Dziś po Los Angeles jeździ 2,2 tys. autobusów które są napędzane CNG. To efekt wymiany taboru na bardziej ekologiczny, dokonywanej sukcesywnie w latach 90–tych. W zbliżającej się dekadzie tamtejszych pasażerów czeka kolejna zmiana jakościowa jeśli chodzi o napęd transportu publicznego.
Póki co po Los Angeles jeździ pięć elektrobusów. Jak informuje „Los Angeles Times”, na czwartkowym posiedzeniu zarządu przegłosowano zelektryfikowanie dwóch tamtejszych linii BRT. 60 autobusów na Silver Line, a także urządzenia do ładowania dostarczy chiński producent BYD, który zarobi za to 66 mln dol.
Z kolei 35 pojazdów na Orange Line dostarczy amerykański producent New Flyer. Elektryfikacja tej linii będzie kosztowała 72 mln dol. z czego autobusy mają kosztować ok. 50 mln dol. a ładowarki blisko 8 mln. Według zapowiedzi Silver Line ma być gotowa w 2021 r., a Orange Line rok wcześniej. Z nowo zakupionymi pojazdami flota elektryczna w Los Angeles wciąż będzie stanowiła ledwie 5 proc. całej floty autobusowej w Los Angeles, ale równocześnie flota elektrobusowa w Kalifornii powiększy się dwukrotnie.

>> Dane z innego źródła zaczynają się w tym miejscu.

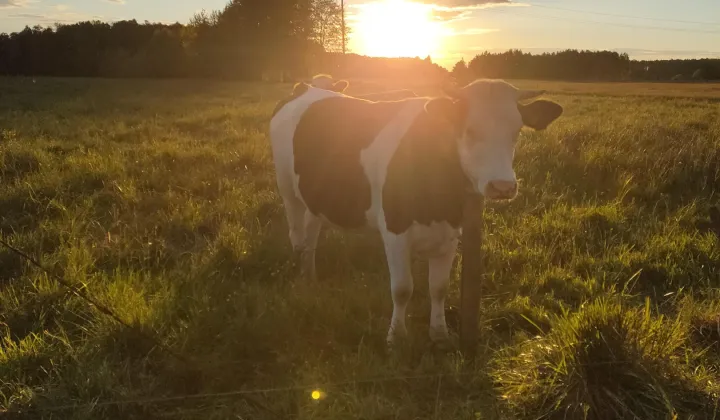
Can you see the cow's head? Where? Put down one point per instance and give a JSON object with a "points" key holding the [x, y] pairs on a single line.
{"points": [[489, 117], [324, 81]]}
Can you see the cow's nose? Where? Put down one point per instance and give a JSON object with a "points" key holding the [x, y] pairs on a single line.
{"points": [[501, 189]]}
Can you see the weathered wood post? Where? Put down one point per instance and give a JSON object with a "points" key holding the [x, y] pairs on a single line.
{"points": [[472, 272]]}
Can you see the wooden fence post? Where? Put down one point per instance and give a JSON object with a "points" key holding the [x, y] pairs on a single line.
{"points": [[472, 272]]}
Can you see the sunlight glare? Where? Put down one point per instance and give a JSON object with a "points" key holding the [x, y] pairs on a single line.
{"points": [[397, 28]]}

Jednocześnie szefowie Metro przegłosowali przeznaczenie 26,5 mln dol. na kontrakt z firmą Cummins Westport, która ma opracować i dostarczyć nowy model silników na CNG, określanych jako „bliskie zeru” (chodzi rzecz jasna o emisję spalin). Mają stanowić etap przejściowy, zanim cała flota przestawi się na zeroemisyjność.